Também entrou para a história um episódio envolvendo o então senador Antonio Carlos Magalhães (PFL-BA), um dos políticos que mais o fustigavam. ACM dizia ter um calhamaço de evidências de que havia corrupção no governo. O presidente marcou uma audiência com o político baiano, que prometeu levar uma pasta recheada de documentos. Itamar, então, fez algo inesperado: chamou a imprensa e convidou o senador a apresentar as suas provas também aos jornalistas. Eram só recortes antigos de jornal.

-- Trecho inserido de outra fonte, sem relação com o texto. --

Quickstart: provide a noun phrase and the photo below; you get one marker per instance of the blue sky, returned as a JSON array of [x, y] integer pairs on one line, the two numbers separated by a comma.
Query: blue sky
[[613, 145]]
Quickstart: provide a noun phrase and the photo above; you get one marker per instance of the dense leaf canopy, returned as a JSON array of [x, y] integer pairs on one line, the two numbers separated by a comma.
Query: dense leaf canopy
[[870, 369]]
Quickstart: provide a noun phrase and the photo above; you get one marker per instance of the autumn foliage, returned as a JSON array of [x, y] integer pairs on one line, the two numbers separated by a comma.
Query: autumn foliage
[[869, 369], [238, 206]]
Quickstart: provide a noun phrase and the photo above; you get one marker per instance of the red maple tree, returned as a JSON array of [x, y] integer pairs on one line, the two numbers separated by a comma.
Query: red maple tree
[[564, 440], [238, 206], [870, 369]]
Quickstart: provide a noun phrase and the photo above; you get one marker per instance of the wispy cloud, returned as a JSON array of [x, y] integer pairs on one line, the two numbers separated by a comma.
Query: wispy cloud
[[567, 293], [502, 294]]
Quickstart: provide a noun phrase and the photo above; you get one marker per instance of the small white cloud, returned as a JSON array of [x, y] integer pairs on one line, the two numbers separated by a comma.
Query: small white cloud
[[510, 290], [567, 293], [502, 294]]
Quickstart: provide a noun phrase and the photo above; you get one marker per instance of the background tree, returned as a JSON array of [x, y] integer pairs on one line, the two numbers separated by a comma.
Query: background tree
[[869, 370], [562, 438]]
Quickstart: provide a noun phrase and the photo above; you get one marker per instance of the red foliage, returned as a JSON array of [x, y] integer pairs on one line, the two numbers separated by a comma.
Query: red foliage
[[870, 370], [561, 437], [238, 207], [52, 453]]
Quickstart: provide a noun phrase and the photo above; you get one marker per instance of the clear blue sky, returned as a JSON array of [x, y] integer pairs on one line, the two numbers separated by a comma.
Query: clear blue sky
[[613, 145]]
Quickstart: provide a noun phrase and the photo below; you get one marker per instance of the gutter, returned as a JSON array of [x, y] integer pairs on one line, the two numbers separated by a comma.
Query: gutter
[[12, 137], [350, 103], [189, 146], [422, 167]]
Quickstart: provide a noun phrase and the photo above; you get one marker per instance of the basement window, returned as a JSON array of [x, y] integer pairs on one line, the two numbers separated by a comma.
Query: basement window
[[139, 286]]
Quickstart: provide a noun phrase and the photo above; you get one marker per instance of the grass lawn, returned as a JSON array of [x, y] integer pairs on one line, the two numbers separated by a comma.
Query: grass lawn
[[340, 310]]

EncerroQueria Maquiavel que o feito notável de um príncipe requer que a “Virtù”, o conjunto das qualidades pessoais do governante, possam se casar com a “Fortuna”, um conjunto de fatores que caracterizam uma época, de que todos fazemos parte, mas que estão fora do nosso alcance; não dependem da nossa vontade. No caso de Itamar, isso se deu de um modo estranho: o dado mais notável de sua “Virtù” era justamente a sua fraqueza ao assumir o governo, o que o fez depender da boa-vontade de estranhos. As circunstâncias pediam um ato radical em favor da estabilidade da moeda, o que só poderia ser feito se o PT estivesse fora da aliança que sustentava Itamar — e o PT estava fora.
Olhem que formidável! A fraqueza de um e o mau-caratismo de outro permitiram que o Brasil saísse do buraco. Morre Itamar, um homem que fez bem ao Brasil. De quantos  da estirpe dos políticos se pode e se poderá dizer o mesmo? Que Deus o acolha em sua infinita bondade!